Moore held up a hand palm out. "Say nothing more. She is brilliant, and more powerful than I could have believed. She knows we have it, and could be listening."
"You're being paranoid again, old man," said Tiberius.
"Perhaps," Moore said with a nod. "But there is no reason to chance it." He turned to Sydow. "Do what you think best. Either it works, or she will have what she wants, and god help us all." He bowed his head, eyes closed. "My journey is almost to its end, and I do not wish to leave behind a legacy of death and destruction."
"Oh, stop with the theatrics," Tiberius said, rolling his eyes. "One can hardly blame you for sleeping with—"
Cinder abruptly broke off. "From this point, the council meeting devolves into Tiberius bragging about the concubines he once had during the Roman Empire, and Ezzek Moore sighing a lot. I do not think it contributes to the discussion at hand."
Zagg bolted to his feet, face lit with wonder, and said, "I know where the Cyrinthian Rune is."
Chapter 37
Huh?" I asked, feeling like a complete buffoon.
MacLean slapped a palm against his forehead. "Of bloody course.

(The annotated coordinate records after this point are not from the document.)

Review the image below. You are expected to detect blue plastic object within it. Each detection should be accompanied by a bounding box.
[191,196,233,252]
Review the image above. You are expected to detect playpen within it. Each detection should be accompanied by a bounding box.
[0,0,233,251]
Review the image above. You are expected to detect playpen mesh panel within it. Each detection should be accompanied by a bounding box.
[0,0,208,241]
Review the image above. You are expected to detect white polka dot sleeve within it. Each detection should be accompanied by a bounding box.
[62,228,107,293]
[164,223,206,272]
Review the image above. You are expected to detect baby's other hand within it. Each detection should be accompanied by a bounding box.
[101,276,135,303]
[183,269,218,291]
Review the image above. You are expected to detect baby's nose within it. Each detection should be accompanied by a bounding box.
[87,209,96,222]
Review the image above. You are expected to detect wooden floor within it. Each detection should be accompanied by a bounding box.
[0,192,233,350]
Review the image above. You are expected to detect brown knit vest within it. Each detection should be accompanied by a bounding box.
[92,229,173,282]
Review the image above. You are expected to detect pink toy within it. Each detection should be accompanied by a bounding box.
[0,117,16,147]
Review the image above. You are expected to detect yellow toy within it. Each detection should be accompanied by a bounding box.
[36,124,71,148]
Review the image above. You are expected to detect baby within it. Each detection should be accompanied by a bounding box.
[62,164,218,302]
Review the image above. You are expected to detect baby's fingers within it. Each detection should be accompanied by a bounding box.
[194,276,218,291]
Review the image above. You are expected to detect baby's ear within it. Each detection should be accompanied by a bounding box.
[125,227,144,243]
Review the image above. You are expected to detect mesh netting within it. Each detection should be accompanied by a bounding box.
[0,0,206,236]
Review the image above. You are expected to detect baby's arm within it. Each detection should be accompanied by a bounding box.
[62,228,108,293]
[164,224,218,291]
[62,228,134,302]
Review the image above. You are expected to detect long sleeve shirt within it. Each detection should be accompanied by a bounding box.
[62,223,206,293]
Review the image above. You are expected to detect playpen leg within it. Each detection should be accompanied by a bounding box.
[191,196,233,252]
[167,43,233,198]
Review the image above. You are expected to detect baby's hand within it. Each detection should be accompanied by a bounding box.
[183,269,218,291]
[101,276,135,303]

That would explain it."
My head snapped to him. "Explain what?" I said, feeling like an English major in a calculus class.
"The rune is between realms where Daelissa can't find it," Zagg said. "It's caught in a loop 'neither here, nor there'."
"You're making even less sense now," I said, my mind desperately scrambling to reach the same answer everyone else apparently had.
"Ah," Bella said. "How very obvious and clever"
Shelton's mouth stretched into a knowing grin.
"I see the direction the logic is leading," Cinder added. "I was, however, converting their speech from Latin to English, so it is possible I lost something in the translation."
"What did you figure out?" I shouted above the din of all the stupid know-it-alls.
Zagg raised an eyebrow. "Huh? Oh, the rune. It's in the arch you and MacLean found."
Neither here, nor there. "Oh," I said, dragging out the word for several seconds to indicate just how idiotic I felt.
"It's so bloody powerful, it's poisoning anyone who gets near it," MacLean added.
Bella gave him a concerned look. "Does that mean it's dangerous to handle?"
"I do not believe so," Cinder said. "I also restored the damaged video in several other council meeting videos which occurred chronologically after the one we just viewed. There is no mention of aether radiation in any of them, nor mention of hazards associated with handling the rune."
I chomped on a slice of pizza with more savagery than necessary, and chewed it for a moment. "Maybe it wasn't dangerous at first. Maybe centuries of being inside the arch caused a reaction."
"Possibly," Zagg said.
"We should go get the bloody thing right now," MacLean said.
I almost choked on my pizza. "Are you kidding? That thing needs to stay where it is. I say we close the wall back up, and interdict the place so it never sees the light of day."
"There may be a problem with your solution," Cinder said.
I met the golem's emotionless gaze. "I'm all ears."
His eyes wandered across my body for a moment before he said, "Ah. Another idiom. Perhaps you could define this one so I may file it away—"
"What's the problem with my solution?" I asked, raising an eyebrow.
Cinder's eyebrow rose slightly, though whether he was mimicking me, or expressing genuine emotion, I couldn't tell. "When one enters an arch, it is much like looking through a telescope at a far-off location, and quickly traversing the space between through the telescope."
I nodded. "Good description. What's your point?"
"In truth, you are actually speeding at tremendous velocity through a traversion tunnel. If the other arch were sealed off somehow, you would reach the end, and ricochet back toward your origin."
"I wouldn't splat against the other end?"
He shook his head stiffly. "The magical properties of the tunnel would simply reverse your course, while slightly increasing velocity to your trajectory."
I nodded, feeling a bit more in my element with the magical equivalent of physics. "So they put the rune in an arch, and sealed up both ends to trap it. All these centuries it's been bouncing back and forth at higher and higher speeds."